LePage has violated federal laws requiring the impartial and prompt administration of unemployment insurance benefit, said David Webbert, president of the Maine Employment Lawyers Association, in a letter he sent Monday to Gay Gilbert, administrator of the federal Office of Unemployment Insurance, and Daniel Petrole, the deputy inspector general who oversees criminal investigations relating to the federal Department of Labor.
Federal law mandates prompt payment of unemployment benefits, Webbert wrote, but LePage has created policies that delay payments, and he has put political pressure on hearing officers to deny payments to workers.
He said LePage is “intentionally interfering with the neutrality and basic fairness of the appeals system in order to favor employers over workers.”
The association includes about 50 lawyers who represent workers when either employers or workers appeal an unemployment benefits decision.
At the center of the controversy is a March 21 lunch meeting at the Blaine House attended by LePage and about eight hearing officers and their supervisors.
The officers preside over hearings held to determine whether laid-off workers should receive an unemployment benefit that averages $281 per week.
For businesses, the outcomes affect rates they pay into an unemployment trust that funds the unemployment benefit program. The more unemployment claims or appeal rulings against an employer, the higher the payments to the fund.

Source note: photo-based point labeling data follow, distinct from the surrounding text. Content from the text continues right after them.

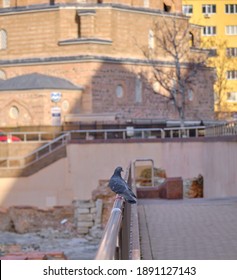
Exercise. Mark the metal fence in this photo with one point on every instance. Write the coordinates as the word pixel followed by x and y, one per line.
pixel 120 239
pixel 226 129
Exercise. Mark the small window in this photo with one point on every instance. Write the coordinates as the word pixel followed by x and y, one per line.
pixel 208 9
pixel 3 39
pixel 190 95
pixel 14 112
pixel 232 75
pixel 191 39
pixel 138 90
pixel 119 91
pixel 231 8
pixel 146 3
pixel 187 9
pixel 167 8
pixel 2 75
pixel 231 29
pixel 209 30
pixel 231 52
pixel 151 40
pixel 232 96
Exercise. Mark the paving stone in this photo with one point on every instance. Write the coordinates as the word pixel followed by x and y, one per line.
pixel 188 229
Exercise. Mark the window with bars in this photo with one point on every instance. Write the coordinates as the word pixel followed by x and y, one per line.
pixel 231 8
pixel 232 96
pixel 231 52
pixel 232 75
pixel 187 9
pixel 3 39
pixel 231 29
pixel 208 9
pixel 209 30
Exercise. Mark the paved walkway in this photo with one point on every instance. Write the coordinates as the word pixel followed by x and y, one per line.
pixel 188 229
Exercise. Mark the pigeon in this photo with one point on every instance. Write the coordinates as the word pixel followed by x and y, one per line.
pixel 120 187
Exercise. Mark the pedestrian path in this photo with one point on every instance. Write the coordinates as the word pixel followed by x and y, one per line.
pixel 195 229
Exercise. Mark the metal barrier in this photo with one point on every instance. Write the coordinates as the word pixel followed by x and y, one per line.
pixel 121 238
pixel 106 134
pixel 227 129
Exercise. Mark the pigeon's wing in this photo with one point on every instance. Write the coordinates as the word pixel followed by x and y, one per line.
pixel 117 185
pixel 128 197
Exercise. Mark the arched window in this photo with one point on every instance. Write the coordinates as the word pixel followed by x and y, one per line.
pixel 151 39
pixel 3 39
pixel 191 39
pixel 138 90
pixel 2 75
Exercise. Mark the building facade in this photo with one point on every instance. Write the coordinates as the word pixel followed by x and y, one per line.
pixel 219 32
pixel 97 46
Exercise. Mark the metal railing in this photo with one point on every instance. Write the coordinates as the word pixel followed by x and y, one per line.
pixel 138 133
pixel 41 152
pixel 120 239
pixel 34 136
pixel 106 134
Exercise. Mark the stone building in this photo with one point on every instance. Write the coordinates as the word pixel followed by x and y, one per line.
pixel 95 46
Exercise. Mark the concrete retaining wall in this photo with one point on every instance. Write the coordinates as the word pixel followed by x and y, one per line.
pixel 77 175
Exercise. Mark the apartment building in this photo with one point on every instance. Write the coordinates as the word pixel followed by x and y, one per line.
pixel 93 50
pixel 218 19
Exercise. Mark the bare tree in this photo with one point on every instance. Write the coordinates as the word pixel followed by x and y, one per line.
pixel 174 66
pixel 222 63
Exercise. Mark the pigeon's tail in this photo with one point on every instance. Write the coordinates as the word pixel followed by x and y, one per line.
pixel 132 201
pixel 130 198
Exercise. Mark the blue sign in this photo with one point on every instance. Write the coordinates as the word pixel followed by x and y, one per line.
pixel 56 96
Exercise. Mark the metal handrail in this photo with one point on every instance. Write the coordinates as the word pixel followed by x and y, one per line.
pixel 108 244
pixel 117 239
pixel 37 154
pixel 34 136
pixel 226 129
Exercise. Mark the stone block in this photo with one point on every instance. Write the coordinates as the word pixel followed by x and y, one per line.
pixel 85 218
pixel 79 211
pixel 5 224
pixel 147 192
pixel 99 210
pixel 172 188
pixel 83 230
pixel 84 224
pixel 83 203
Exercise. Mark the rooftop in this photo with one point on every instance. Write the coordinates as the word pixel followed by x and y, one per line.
pixel 36 81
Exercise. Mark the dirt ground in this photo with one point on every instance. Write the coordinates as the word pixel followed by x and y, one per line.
pixel 74 247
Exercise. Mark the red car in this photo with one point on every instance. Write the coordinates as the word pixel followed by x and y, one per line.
pixel 5 137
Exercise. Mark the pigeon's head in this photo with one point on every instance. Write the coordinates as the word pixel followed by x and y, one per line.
pixel 118 170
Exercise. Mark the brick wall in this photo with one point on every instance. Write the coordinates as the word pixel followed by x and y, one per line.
pixel 60 45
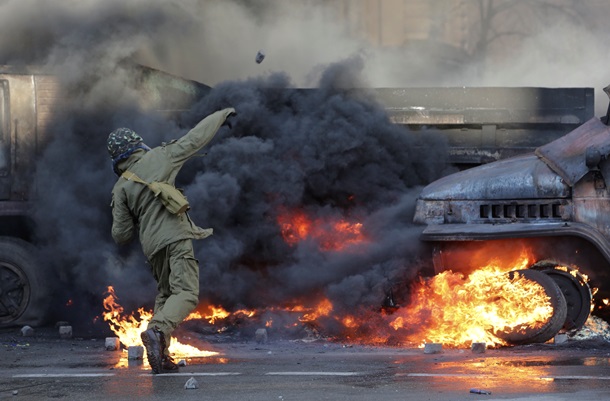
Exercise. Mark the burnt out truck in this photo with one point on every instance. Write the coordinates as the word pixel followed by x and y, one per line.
pixel 481 124
pixel 552 204
pixel 31 99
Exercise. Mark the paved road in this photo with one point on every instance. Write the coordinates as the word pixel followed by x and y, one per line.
pixel 49 368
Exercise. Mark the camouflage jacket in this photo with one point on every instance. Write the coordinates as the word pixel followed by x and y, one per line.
pixel 134 206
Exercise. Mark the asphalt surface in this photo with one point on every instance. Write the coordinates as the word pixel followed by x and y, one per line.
pixel 46 367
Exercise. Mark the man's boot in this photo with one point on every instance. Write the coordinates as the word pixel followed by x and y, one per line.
pixel 154 343
pixel 168 365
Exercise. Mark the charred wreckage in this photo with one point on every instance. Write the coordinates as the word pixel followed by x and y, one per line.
pixel 534 170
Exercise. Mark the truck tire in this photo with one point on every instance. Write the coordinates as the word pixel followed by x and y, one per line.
pixel 575 290
pixel 22 285
pixel 553 325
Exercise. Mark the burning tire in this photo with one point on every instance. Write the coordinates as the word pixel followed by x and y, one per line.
pixel 574 288
pixel 22 290
pixel 548 330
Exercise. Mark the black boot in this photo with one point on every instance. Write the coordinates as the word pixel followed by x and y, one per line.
pixel 168 365
pixel 154 343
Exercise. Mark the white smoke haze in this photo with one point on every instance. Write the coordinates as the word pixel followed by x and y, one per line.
pixel 289 148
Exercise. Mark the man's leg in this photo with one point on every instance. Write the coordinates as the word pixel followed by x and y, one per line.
pixel 181 276
pixel 154 341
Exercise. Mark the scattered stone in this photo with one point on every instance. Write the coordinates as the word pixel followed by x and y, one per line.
pixel 135 352
pixel 433 348
pixel 65 331
pixel 478 348
pixel 27 331
pixel 261 336
pixel 560 338
pixel 191 384
pixel 260 56
pixel 112 344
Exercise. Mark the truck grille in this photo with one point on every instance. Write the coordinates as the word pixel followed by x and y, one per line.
pixel 525 211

According to the Sun Journal newspaper in Lewiston, several of those who attended the lunch meeting said LePage scolded the hearing officers and supervisors for deciding too many cases in favor of unemployed workers.
The hearing officers are state employees in federally funded positions. The U.S. Department of Labor oversees the hearings and the distribution of benefits.
Employers and business groups often criticize the system, saying it’s too easy for fired employees to receive benefits.
Webbert’s claims are false, said LePage spokeswoman Adrienne Bennett. She said LePage only wants assurance that appeals are equitable for both employers and employees.
“There was absolutely no political pressure going on in that meeting,” Bennett said Monday night. “It was a meeting about adhering to the law. . . . There was no favoritism.”
The Maine Republican Party on Monday released a statement noting that Webbert has a long history of contributing money to Democratic candidates. In the statement, GOP Chairman Richard Cebra said Webbert has manufactured the controversy for political reasons.
“The partisan politics being played here to attack Governor LePage with anonymous sources making such stunningly false statements is disturbing,” he said.